I have a hard time even figuring out what the issue here is? it’d be one thing if the first iPhone shipped and was riddled with bugs and promised/demoed features weren’t there, but that wasn’t the case. Launched more or less rock solid, and iPhoneOS 1.0 (as it was called then) was far from the buggiest wide release.
Dra@lemmy.zip 1 year ago
This is how all demos used to be. If the author/publisher of the ai prompt wasnt born less than 20 years ago they would know this
whofearsthenight@lemm.ee 1 year ago
Pohl@lemmy.world 1 year ago
Yeah. Am I supposed to be upset by this? Fuggen thing worked when it shipped. Are people angry that the marketing campaign started before every single engineering problem was solved? Why?
intensely_human@lemm.ee 1 year ago
Why?
Because they’ve never solved a complex problem, or accomplished anything that took the conscious coordination of multiple people.
Ilikecheese@lemm.ee 1 year ago
That is easily the dumbest thing I’ve read today.
GladiusB@lemmy.world 1 year ago
I’m not upset at all. Because I understand. But maybe they are upset they promised something they didn’t know they could deliver.
datelmd5sum@lemmy.world 1 year ago
Used to be? Why did I just demo a Potemkin village and get drunk in the middle of the week?

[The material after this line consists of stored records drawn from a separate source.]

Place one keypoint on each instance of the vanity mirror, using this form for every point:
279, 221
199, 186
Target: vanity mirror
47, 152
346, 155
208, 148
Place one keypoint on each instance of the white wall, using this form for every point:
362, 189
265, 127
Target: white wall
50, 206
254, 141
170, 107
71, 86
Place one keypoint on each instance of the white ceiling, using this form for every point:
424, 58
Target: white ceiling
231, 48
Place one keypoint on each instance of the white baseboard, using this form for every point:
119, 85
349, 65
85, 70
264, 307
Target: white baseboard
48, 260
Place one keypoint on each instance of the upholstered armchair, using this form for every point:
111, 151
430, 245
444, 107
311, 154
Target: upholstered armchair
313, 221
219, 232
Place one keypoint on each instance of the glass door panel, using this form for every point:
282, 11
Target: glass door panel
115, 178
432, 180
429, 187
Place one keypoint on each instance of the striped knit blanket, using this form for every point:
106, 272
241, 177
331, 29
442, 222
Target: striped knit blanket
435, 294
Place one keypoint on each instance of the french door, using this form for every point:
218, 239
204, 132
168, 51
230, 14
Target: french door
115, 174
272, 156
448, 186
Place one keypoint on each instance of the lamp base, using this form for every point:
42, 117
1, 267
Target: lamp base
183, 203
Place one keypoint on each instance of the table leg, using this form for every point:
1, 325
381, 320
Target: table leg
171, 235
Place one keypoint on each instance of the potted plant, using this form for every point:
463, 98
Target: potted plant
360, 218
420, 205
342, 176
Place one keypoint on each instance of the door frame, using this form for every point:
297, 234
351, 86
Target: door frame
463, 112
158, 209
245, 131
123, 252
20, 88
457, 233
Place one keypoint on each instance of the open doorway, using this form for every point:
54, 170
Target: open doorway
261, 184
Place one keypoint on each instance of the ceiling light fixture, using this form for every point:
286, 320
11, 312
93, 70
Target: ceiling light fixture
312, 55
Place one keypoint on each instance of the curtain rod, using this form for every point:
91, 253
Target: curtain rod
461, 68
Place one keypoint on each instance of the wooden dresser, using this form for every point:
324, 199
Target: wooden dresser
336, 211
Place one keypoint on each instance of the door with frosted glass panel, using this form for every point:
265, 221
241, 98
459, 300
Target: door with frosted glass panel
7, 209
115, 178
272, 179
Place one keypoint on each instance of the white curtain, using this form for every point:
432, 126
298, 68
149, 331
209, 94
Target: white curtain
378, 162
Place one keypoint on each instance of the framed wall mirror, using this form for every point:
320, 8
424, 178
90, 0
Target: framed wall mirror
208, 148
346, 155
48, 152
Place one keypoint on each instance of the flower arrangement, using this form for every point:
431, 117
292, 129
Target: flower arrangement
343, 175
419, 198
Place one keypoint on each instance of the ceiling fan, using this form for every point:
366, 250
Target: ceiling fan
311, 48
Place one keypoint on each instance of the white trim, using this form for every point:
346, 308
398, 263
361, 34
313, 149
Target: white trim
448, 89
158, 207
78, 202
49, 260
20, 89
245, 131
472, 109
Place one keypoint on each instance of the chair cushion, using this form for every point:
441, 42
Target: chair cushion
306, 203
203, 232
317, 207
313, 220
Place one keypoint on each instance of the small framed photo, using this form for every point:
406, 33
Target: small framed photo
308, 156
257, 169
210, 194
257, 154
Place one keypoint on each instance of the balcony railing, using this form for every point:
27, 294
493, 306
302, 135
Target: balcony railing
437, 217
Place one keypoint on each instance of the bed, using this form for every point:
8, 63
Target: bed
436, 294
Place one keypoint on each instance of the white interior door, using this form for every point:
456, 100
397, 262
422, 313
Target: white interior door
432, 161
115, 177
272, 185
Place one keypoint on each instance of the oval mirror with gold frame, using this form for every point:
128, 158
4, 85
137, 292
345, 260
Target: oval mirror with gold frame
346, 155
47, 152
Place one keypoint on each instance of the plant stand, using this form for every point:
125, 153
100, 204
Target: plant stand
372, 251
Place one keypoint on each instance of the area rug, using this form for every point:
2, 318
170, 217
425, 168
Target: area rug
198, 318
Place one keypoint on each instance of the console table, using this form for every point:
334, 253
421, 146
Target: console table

Potatos_are_not_friends@lemmy.world 1 year ago
Used to be?
Even as early as a few years ago, game demos at E3 were extremely controlled environments to avoid the journalist player crashing the game.
sunbeam60@lemmy.one 1 year ago
I’ve been at Gamescom once where we considered backup consoles and HDMI switches in the cable aisle to ensure we could rapidly switch onto a running game when the first instance crashed. Stability improved enough that it wasn’t required in the end but yeah, software for trade shows was always hot as hell.